Alors Christian se lève, comme inspiré, le visage plein de joie et de gravité, une main posée sur le coeur, et il déclame solennellement :
"Il s'est penché sur le balcon et je crois qu'il t'a vue. Je crois que tu l'as entendu te parler, de loin, en chuchotant. Elle, l'autre femme, elle lui parlait à l'intérieur, elle l'appelait. Il
disait : Non, je regarde le ciel. Il ressemble à un morceau de bois gravé sur lequel des copeaux de sciure sont tombés… ou une boucle de cheveux roux… Et il parlait de toi. Tu as redressé la tête à
cet appel — il t'appelait, n'est-ce pas ? Tu as levé la tête puis tu t'es redressée, toi toute entière, lentement, et tu as marché jusqu'au bas du balcon.
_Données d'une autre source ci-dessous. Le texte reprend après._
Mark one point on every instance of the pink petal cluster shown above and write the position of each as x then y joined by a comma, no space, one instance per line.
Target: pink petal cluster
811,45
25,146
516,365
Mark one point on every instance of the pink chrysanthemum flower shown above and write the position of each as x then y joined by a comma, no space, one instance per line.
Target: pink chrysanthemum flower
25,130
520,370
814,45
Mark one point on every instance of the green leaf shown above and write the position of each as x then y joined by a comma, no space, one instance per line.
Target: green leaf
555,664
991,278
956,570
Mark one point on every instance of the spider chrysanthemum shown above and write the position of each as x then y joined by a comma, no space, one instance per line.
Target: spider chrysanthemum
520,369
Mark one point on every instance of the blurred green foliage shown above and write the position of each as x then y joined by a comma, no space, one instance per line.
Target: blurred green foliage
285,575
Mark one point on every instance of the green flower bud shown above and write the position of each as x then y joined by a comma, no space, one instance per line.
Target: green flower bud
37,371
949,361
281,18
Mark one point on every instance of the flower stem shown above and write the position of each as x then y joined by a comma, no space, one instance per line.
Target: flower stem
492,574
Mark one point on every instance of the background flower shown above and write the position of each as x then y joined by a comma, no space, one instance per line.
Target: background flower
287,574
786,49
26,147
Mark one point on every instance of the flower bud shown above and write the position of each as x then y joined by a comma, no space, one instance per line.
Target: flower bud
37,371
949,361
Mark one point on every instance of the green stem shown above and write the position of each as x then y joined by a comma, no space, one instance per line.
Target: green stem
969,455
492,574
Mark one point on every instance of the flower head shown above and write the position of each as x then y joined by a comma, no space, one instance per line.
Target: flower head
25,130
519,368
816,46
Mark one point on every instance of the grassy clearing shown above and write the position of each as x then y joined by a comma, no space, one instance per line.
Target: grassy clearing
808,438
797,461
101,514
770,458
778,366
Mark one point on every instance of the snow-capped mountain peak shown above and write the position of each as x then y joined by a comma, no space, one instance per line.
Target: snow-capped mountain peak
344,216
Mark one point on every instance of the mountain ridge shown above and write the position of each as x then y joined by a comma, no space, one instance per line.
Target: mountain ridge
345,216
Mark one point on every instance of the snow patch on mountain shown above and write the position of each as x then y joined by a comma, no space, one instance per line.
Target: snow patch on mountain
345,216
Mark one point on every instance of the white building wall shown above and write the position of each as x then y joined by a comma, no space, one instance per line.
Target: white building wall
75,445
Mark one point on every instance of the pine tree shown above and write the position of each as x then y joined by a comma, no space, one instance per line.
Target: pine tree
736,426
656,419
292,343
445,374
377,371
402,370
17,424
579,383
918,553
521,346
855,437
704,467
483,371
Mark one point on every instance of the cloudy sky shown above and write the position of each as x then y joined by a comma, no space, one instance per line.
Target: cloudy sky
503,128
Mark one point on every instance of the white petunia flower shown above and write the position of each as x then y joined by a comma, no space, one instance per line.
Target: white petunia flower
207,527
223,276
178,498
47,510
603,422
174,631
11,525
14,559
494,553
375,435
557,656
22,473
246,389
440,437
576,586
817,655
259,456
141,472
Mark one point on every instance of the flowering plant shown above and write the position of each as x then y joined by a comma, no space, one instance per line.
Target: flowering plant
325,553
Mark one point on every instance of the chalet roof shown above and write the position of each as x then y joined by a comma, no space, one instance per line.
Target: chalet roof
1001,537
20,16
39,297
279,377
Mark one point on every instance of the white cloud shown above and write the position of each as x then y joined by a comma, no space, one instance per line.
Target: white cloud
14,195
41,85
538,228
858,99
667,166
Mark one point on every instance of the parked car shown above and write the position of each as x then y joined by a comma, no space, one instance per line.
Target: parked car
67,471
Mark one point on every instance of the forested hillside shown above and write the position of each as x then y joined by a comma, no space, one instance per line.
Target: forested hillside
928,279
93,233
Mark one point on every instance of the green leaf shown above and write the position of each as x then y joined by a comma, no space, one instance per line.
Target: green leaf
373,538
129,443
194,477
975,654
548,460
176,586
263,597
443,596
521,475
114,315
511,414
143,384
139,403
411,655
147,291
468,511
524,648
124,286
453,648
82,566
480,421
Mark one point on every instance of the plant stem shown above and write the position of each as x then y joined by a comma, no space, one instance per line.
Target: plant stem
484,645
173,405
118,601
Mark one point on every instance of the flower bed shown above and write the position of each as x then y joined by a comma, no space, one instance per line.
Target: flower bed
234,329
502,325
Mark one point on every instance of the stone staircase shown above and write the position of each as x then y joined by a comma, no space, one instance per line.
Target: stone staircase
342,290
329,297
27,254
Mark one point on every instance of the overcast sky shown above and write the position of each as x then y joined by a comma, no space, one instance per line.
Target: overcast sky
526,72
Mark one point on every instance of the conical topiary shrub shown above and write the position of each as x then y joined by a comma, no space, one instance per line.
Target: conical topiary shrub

En tendant les bras tu croyais atteindre
presque le premier étage, mais il était encore bien plus haut. Tu ne pouvais que le regarder."
Chloé secoue gravement la tête. Il continue.
"Et puis, le lendemain, il a quitté l'immeuble avec cette femme. Ils ont marché vers le métro. Tu les attendais encore. Tu t'es remise à les suivre aussitôt.
Ils ont descendu les premières marches de la station de métro, mais lui s'est arrêté et s'est tourné vers toi. Il a remonté les premières marches et en haut, devant toi, il t'a regardée en face et
il t'a embrassée très doucement. Tu ne l'as plus revu."